In the wake of the disclosed ‘MOAB’ data breach, which claimed to expose 26 billion records, a recent incident involving a new database leak has surfaced. This breach involves a significant amount of data, totaling 1.8 terabytes, from an “Indian Mobile Network Consumer Database,” potentially impacting 750 million individuals. The compromised database is currently being offered for sale on the dark web.
The cybersecurity firm CloudSEK brought this incident to light and emphasized the substantial scale of the data leak. Sparsh Kulshrestha from CloudSEK noted, “The magnitude of the data leak cannot be overstated. With the personal information of 750 million individuals exposed, the potential for cyberattack and identity theft is unprecedented. Telecom service providers and the government must validate the data and identify the loophole.” He stressed the critical need for organizations and individuals to prioritize cybersecurity measures in response to such breaches.
The cybersecurity firm identified the massive data breach when an actor known as ‘CyboDevil’ listed the data for sale on a dark web platform. The compromised database contains security-sensitive information, including names, mobile numbers, addresses, and Aadhaar details. Notably, 85% of the affected data pertains to Indian users. The researchers at CloudSEK found that the leak impacts all major telecom providers.

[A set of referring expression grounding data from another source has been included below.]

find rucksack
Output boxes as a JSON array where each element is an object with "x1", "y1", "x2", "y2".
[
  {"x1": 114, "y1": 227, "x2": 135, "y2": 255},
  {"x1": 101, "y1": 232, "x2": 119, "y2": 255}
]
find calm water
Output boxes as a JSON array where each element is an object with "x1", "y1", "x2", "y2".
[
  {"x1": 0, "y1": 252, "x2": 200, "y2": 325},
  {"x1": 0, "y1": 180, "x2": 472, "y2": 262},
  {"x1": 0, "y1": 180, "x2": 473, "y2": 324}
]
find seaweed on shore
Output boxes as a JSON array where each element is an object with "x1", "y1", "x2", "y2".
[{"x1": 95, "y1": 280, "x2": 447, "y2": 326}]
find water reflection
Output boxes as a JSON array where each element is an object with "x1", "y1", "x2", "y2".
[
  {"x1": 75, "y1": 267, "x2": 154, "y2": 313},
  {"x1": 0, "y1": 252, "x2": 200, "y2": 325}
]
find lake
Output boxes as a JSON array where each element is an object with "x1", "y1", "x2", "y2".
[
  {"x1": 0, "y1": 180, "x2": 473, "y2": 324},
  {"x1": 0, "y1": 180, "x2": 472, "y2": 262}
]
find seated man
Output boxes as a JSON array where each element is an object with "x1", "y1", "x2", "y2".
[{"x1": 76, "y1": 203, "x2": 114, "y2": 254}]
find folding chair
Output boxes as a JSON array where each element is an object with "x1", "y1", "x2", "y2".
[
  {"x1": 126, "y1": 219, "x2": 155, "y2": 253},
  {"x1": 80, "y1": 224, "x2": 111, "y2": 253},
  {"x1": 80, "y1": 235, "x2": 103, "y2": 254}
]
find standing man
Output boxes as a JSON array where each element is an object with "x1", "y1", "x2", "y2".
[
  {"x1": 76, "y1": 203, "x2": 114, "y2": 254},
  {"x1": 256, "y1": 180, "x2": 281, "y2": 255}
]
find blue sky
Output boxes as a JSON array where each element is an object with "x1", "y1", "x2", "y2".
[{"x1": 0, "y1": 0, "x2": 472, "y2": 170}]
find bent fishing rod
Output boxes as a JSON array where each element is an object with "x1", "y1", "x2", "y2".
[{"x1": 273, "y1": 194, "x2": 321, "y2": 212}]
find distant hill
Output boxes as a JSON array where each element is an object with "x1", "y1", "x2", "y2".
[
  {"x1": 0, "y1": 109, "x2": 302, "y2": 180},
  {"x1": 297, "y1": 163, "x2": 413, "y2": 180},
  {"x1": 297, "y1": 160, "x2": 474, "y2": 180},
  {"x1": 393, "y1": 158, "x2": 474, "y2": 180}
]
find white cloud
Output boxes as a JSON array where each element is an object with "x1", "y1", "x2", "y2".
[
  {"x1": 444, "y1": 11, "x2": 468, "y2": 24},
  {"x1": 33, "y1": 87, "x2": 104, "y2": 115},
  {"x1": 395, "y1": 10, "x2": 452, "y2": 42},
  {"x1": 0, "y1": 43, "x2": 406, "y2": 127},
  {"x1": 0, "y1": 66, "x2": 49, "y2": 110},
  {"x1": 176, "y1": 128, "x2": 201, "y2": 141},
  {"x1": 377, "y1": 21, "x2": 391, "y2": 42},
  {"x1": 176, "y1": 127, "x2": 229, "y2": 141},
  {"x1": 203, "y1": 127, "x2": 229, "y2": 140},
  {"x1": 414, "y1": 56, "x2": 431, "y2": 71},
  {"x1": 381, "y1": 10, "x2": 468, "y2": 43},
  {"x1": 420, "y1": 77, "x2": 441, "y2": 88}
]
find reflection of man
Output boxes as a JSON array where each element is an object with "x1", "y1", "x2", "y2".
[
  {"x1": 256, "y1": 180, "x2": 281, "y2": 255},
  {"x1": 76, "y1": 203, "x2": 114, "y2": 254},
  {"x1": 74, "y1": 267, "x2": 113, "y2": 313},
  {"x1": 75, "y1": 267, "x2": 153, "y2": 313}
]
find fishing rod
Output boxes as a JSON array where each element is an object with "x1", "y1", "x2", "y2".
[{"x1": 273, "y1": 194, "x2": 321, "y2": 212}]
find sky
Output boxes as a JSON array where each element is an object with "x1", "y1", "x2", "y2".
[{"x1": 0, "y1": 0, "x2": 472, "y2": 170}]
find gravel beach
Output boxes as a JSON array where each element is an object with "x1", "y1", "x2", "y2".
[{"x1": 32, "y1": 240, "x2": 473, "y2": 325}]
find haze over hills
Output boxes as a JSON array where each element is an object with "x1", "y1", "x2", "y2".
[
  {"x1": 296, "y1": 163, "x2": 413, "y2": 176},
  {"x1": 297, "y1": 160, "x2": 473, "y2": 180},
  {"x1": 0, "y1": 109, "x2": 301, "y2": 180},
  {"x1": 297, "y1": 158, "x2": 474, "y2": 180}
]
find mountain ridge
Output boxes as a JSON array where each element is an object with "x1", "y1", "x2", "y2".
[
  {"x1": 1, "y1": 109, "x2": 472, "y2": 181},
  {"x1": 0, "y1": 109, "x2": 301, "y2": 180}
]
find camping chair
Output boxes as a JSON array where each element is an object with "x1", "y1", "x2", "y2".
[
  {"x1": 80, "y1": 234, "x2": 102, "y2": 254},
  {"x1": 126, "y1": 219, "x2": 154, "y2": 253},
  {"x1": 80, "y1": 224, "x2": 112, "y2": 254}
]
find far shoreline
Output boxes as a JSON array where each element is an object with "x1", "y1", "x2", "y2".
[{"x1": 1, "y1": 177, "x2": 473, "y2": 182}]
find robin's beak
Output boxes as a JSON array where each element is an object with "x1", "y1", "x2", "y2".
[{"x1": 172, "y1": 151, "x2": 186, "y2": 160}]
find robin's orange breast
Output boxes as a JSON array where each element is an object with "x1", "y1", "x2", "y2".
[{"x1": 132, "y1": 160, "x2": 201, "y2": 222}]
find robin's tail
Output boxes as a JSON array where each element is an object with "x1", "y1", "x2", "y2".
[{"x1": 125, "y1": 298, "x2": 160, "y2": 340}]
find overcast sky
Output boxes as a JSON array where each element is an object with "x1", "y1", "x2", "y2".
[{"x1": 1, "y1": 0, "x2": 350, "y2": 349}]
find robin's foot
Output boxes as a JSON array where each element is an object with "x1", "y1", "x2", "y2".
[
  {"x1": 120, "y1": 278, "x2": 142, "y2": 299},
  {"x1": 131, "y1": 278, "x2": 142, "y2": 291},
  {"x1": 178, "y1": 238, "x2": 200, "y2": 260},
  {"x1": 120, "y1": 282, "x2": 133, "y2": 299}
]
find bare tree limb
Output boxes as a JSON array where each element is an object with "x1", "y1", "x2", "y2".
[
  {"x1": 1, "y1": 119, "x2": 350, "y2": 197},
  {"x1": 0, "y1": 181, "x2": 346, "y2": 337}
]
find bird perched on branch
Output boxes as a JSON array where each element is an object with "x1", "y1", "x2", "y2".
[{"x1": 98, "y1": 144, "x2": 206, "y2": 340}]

“The data, available for sale, is compressed to 600GB and uncompressed to 1.8TB, posing significant risks to both individuals and organizations. The threat actor has demanded $3,000 for the entire dataset,” stated the researchers. This substantial leak raises concerns about potential financial losses, undue stress on affected individuals, reputational damage, and an increased likelihood of cybersecurity attacks.
The incident highlights the ongoing challenges and risks associated with data security in the digital landscape. As data breaches become more prevalent, organizations and individuals alike are urged to remain vigilant and prioritize robust cybersecurity measures to safeguard sensitive information. The consequences of such breaches extend beyond financial implications, impacting individuals’ privacy, security, and overall trust in digital systems. The need for proactive efforts to identify vulnerabilities and address them promptly is underscored by incidents of this nature, emphasizing the collective responsibility to enhance cybersecurity practices and protect against evolving cyber threats.